The GAO reported that the rail authority's ridership and revenue forecasts are in fact reasonable. The report did call for periodic updates "to refine the revenue and ridership model for the 2014 business plan," and it took issue with the cost estimates provided by the Federal Railroad Administration.
The GAO also expressed concern about the project's future funding sources. It specifically mentioned congressional support for additional funding as "one of the biggest challenges to completing this project." Opposition to that federal funding could be a substantial barrier to completion of the project, according to the GAO report.
But, all told, the report portrayed HSR as a generally realistic undertaking.

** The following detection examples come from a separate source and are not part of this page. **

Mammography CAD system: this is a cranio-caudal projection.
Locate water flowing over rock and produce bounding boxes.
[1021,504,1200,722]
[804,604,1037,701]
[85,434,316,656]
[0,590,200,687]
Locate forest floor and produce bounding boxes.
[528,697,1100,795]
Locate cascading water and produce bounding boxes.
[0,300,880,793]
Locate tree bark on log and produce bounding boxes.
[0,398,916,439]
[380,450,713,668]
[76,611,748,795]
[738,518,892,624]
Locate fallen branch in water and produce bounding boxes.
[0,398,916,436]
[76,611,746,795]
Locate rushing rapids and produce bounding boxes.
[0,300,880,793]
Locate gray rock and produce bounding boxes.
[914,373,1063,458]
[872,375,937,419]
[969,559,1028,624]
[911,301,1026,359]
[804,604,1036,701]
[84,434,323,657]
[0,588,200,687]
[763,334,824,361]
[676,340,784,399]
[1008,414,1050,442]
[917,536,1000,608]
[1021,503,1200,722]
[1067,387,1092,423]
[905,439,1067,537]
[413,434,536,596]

McCarthy seems to have not expected the positive news about HSR's likely viability, but as might have been expected, he found areas that merit concern. "Apart from the questionable business plan, fluctuating cost estimates and lack of public support, the California High-Speed Rail Authority's continued reliance on additional federal spending is naive and misguided at best. The authority's plan is irresponsible and reckless, and that is why I am developing legislation to stop more hard-earned taxpayer dollars from being wasted on California high-speed rail," McCarthy said in a recent statement. So we shouldn't expect to see him jump on board anytime soon.
But the GAO report seems to reject a major contention of bullet train opponents like McCarthy and Rep. Jeff Denham of Modesto, who contend that the system will not attract enough riders to cover operating costs.
It also notes the value of private-sector involvement that is likely to contribute funding. "Based on our past work on high-speed rail," the report states, "successful projects require significant and sustained financial commitments from the public sector before private investors will participate, and the authority's plan reflects this funding model."
Another potential source of funding is the rail authority's plan to sell an operating concession, similar to models used in other countries, with proceeds from the sale going toward completion of the system.
Politics are not part of the GAO's duties; it is an independent, nonpartisan office. But the politics are this: the California high-speed rail system is a centerpiece of the Obama administration's proposal for a nationwide network of railways. That plan has fed a contentious debate between Republicans and Democrats that likely will not subside anytime soon.
It's worth noting, though, that California HSR has much in common with the Federal-Aid Highway Act of 1956, which authorized construction of the interstate highway system, and the Pacific Railway Act of 1862, which resulted in building of the transcontinental railroad. Both of those projects, substantially funded by the public sector, were massive in scope and constructed in phases -- and they, too, changed America for the better. They, too, encountered opposition from politicians who proved to be on the wrong side of history.